In Java, we use InputStream objects to read data. The smallest amount of data we can read at once is eight bits (one byte), using the read() method. Java has a byte data type, but the read() method doesn't use it. Instead, it returns each byte of data as an int.

Presumably, this is because the read() method wants to use one of its return values to indicate that it has reached the end of the stream. The byte data type, and bytes in general, can only represent 256 different values, and whatever stream you’re reading from probably wants to use all 256 of them. Therefore, there wouldn’t be any values left to tell the read() method when to stop reading. read() gets around this by returning each byte as an int—a data type that can store many more than 256 values.

To find out what a returned int looks like, I did an experiment.

First, I chose eight bits, 11111101, and stored them in a byte variable. Java’s byte data type is a two’s complement integer (two’s complement is a way of representing positive and negative integers with bits). The two’s complement value of 11111101 is -3, so to store that byte inside a byte variable, I assigned -3 to it.

byte myByte = -3; // 11111101

Then I put myByte into an array, and used the array to create an InputStream.

byte[] myArray = {myByte};
InputStream in = new ByteArrayInputStream(myArray);

Finally, I called read() and printed the result.

int myInt = in.read();
System.out.println(myInt); // 253

But when I ran the program, it printed out 253, not -3. What the...?!

As it happens, Java's int data type is also a two's complement integer. It uses 32 bits instead of 8. Using 32 bits, the two's complement representation of 253 is:

00000000000000000000000011111101

That looks a lot like my original byte, but with a bunch of zeros added to it. The read() method must be doing just that: tacking on a bunch of zeros. It could then theoretically add a new number that is all ones, and know that it will not only not interfere with the byte’s data, but also recognize it as a place to stop. The two’s complement that is always all ones (1111, 1111, etc.) is the value -1. Therefore, -1 must be the value read() uses for the end of the stream.

I can change my returned value of 253 back to my original value of -3 with a cast, since all casting to a byte does is get rid of everything but the right-most eight bits.

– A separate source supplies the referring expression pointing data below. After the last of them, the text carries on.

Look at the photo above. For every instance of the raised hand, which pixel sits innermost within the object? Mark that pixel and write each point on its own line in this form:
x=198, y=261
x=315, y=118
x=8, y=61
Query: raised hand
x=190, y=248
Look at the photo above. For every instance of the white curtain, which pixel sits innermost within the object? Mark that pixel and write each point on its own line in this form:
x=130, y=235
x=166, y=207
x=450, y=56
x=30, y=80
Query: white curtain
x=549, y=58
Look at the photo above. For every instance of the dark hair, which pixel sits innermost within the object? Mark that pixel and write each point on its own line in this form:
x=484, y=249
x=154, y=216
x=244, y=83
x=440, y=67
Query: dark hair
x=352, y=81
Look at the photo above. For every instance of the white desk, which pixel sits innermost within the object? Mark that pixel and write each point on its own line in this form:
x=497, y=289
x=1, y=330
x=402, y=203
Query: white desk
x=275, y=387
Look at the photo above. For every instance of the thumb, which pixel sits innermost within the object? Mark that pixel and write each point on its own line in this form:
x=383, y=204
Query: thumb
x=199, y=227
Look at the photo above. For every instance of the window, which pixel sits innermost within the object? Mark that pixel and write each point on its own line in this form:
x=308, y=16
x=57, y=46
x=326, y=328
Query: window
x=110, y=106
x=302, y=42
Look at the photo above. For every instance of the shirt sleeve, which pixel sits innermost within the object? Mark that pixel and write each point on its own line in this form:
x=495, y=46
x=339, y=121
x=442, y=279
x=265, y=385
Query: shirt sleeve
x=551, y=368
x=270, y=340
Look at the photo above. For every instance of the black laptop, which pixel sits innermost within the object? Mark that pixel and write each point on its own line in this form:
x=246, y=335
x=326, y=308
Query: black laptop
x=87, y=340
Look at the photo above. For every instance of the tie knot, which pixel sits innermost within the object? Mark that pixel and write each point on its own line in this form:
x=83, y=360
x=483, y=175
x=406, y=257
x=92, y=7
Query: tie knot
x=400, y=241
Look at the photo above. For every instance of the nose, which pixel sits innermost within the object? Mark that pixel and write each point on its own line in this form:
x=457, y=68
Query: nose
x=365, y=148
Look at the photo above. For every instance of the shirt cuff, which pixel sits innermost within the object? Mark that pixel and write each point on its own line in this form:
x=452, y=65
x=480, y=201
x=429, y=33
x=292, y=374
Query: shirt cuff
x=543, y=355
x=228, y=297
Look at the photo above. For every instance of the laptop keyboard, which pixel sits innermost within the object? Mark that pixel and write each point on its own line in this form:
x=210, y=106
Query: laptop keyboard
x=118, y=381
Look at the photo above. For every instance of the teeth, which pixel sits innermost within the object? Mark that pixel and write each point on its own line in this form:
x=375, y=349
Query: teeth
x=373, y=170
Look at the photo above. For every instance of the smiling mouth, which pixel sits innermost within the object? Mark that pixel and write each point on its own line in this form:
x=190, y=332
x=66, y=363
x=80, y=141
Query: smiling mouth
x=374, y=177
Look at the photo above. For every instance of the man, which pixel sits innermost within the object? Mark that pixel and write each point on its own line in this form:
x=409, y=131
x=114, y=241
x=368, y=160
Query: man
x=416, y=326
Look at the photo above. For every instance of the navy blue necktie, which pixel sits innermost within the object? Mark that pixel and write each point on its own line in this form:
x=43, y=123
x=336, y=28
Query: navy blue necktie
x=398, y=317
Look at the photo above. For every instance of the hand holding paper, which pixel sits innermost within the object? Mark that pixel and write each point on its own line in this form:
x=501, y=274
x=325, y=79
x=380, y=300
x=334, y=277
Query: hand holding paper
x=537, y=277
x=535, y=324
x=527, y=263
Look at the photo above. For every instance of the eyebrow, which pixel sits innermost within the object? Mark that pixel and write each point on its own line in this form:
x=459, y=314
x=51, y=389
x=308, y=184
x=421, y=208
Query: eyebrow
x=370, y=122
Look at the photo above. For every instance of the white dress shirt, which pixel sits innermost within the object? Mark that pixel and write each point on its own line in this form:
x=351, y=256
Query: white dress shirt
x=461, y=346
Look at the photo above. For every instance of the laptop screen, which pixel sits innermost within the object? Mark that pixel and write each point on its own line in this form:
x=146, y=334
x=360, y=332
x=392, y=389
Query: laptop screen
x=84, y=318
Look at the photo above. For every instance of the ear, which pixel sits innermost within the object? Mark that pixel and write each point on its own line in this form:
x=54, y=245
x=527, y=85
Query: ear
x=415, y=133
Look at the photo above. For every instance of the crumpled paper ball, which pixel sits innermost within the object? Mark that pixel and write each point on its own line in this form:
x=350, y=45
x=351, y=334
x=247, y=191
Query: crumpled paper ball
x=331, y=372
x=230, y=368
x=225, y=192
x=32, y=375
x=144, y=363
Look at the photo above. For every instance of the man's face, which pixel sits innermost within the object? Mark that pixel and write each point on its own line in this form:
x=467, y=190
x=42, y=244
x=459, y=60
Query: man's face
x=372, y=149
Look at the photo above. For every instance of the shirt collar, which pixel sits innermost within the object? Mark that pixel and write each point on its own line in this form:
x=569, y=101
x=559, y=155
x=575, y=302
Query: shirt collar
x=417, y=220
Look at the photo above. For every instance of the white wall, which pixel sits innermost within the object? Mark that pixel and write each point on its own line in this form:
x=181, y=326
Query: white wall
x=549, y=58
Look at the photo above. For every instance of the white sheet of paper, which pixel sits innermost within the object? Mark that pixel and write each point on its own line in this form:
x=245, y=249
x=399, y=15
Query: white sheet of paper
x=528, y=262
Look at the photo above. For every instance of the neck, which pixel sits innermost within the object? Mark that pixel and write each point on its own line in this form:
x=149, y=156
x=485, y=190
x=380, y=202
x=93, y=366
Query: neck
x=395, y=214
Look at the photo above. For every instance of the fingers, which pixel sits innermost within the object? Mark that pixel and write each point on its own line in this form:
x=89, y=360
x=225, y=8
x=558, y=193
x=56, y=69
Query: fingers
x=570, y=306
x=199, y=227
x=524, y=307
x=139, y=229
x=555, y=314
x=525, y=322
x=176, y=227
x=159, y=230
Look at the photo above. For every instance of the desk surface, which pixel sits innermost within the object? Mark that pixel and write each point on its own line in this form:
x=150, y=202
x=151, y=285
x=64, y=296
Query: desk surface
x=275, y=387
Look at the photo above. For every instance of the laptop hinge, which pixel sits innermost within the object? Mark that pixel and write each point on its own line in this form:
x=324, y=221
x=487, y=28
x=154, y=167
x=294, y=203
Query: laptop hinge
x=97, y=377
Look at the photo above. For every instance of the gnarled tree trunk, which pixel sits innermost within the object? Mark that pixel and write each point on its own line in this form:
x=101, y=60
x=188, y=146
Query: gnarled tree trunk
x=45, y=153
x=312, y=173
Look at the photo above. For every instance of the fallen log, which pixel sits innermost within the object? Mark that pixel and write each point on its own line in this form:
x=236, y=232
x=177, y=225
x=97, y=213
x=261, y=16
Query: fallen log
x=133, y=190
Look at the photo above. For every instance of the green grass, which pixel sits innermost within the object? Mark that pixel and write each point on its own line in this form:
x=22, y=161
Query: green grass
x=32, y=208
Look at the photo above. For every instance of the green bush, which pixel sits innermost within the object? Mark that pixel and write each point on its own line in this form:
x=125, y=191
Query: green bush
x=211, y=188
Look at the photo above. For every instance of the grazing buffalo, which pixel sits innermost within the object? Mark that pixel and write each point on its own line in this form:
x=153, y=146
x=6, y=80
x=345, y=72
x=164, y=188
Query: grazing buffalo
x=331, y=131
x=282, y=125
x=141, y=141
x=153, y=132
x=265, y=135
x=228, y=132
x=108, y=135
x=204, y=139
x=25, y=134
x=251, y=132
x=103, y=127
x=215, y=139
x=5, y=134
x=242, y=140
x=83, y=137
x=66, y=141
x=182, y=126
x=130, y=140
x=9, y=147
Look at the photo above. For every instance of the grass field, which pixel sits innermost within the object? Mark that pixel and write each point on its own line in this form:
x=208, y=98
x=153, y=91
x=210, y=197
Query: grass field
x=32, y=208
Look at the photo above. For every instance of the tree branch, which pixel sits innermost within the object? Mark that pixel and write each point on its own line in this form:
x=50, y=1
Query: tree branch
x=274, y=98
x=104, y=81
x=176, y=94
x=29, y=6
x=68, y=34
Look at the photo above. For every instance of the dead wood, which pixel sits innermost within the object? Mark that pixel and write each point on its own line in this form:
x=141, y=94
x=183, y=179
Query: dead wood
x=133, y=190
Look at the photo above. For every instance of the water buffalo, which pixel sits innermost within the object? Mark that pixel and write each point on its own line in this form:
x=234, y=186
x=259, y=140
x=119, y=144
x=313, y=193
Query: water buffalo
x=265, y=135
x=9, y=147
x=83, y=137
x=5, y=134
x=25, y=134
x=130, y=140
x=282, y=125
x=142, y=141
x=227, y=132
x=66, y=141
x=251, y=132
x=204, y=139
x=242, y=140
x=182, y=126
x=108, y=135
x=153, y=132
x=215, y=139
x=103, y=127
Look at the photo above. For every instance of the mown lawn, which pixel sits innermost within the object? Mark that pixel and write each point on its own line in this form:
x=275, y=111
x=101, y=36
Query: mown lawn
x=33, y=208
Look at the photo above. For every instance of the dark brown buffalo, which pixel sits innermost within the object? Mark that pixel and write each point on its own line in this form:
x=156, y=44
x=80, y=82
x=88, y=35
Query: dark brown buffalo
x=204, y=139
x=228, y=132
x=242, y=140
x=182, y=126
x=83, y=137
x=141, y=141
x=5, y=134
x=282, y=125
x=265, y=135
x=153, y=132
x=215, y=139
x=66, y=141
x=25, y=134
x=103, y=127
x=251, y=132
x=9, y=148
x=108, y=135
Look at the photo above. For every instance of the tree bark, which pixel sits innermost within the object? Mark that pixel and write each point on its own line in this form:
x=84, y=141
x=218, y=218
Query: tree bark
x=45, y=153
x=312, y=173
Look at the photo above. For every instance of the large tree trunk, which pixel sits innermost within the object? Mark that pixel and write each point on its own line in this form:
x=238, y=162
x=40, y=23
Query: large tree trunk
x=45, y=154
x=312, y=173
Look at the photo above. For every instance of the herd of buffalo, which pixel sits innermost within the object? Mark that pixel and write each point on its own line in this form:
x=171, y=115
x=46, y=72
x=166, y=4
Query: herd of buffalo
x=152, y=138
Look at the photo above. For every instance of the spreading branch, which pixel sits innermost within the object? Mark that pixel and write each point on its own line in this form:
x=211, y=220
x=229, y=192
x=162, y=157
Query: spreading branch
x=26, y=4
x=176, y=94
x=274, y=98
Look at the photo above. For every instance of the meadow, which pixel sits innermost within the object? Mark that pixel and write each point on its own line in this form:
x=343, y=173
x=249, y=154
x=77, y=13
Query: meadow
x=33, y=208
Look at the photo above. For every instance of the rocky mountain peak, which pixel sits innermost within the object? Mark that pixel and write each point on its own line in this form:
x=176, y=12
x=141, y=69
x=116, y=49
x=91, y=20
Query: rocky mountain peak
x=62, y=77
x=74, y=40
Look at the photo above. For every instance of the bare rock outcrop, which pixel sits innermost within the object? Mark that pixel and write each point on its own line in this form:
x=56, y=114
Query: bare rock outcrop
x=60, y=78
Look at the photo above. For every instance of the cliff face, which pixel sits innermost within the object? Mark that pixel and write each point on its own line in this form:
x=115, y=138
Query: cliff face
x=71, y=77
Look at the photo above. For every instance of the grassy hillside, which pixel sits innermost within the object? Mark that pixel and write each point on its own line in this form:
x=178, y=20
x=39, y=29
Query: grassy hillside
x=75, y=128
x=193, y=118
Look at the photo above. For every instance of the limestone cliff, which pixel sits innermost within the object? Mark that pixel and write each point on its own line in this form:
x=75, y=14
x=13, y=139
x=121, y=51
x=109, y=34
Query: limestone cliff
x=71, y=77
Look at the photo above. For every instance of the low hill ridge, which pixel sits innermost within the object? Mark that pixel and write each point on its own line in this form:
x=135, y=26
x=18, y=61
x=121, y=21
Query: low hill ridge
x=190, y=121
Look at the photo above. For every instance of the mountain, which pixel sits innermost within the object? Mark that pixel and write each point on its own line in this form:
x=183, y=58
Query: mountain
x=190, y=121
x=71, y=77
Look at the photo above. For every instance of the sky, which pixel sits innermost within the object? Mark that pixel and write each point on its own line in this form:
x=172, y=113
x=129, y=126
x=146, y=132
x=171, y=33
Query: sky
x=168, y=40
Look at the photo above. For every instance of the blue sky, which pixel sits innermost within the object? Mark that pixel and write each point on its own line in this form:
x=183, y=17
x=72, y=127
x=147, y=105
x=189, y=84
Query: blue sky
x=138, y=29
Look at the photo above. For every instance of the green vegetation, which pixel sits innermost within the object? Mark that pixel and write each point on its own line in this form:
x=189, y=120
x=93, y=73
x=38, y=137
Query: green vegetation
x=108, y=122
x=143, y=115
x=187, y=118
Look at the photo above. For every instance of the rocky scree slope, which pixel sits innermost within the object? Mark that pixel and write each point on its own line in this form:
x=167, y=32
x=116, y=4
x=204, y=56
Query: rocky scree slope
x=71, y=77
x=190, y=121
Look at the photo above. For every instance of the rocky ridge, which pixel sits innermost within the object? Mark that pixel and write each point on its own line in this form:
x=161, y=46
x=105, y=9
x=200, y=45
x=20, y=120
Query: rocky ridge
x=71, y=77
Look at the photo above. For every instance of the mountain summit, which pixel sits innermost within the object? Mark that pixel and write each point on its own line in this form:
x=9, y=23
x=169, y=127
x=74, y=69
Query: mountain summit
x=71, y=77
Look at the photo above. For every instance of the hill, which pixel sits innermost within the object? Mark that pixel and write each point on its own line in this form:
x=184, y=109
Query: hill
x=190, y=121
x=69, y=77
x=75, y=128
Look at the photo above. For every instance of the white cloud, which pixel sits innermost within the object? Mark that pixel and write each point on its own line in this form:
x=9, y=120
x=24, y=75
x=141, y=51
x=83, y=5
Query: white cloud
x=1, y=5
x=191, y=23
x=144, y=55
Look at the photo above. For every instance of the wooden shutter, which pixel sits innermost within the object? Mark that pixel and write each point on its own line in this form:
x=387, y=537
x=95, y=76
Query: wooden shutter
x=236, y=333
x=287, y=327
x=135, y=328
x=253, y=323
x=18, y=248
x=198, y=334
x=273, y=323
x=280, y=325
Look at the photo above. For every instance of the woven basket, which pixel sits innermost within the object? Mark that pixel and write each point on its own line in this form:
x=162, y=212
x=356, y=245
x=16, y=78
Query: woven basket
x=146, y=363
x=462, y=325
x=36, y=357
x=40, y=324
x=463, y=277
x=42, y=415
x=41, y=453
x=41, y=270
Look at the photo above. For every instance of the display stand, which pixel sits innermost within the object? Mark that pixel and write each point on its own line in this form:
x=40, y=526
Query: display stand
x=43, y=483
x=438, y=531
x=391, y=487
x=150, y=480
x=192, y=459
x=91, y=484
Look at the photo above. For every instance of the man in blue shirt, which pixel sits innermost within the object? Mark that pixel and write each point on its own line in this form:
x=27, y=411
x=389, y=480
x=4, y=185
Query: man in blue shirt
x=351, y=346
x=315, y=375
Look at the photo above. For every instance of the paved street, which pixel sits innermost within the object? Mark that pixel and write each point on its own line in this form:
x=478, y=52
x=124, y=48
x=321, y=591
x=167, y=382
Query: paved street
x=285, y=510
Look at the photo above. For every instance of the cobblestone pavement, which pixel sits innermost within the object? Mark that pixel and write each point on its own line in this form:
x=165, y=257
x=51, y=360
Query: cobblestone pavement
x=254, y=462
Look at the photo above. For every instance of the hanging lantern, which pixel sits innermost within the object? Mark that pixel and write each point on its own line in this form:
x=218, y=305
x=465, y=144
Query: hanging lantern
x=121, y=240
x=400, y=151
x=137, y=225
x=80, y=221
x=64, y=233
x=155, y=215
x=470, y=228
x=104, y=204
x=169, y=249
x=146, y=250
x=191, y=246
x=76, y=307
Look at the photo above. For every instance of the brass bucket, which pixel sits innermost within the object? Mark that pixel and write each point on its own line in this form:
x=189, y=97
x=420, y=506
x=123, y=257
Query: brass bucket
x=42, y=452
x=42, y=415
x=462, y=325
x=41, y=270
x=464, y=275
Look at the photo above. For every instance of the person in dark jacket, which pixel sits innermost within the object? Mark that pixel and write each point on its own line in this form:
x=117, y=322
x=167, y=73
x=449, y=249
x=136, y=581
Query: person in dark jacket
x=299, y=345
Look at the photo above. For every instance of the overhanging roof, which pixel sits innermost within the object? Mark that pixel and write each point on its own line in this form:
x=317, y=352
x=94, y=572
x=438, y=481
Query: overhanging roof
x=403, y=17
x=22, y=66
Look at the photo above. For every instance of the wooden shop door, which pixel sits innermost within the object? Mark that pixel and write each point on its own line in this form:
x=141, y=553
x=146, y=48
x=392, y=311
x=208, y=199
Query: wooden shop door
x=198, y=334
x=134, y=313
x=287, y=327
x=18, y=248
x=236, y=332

byte gotMyByteBack = (byte)myInt; // 11111101
System.out.println(gotMyByteBack); // -3

InputStream also offers a read(byte[] b) method that reads bytes directly into the array b one after another. This method still returns an int, and still uses -1 to signal the end; but the int represents the number of bytes read, not any of the bytes themselves. In this way, it doesn’t require a middle step of returning a byte as an int and casting it back.

byte[] before = {-3};
byte[] after = new byte[1];
InputStream in = new ByteArrayInputStream(before);
int someInt = in.read(after);
System.out.println(after[0]); // -3

So beware. Not only does Java interpret byte variables as two’s complement integers, but InputStream’s read() method actually changes the incoming bytes. It crams reading and signaling into the same return value. Using read(byte[] b) instead will cleanly separate the two.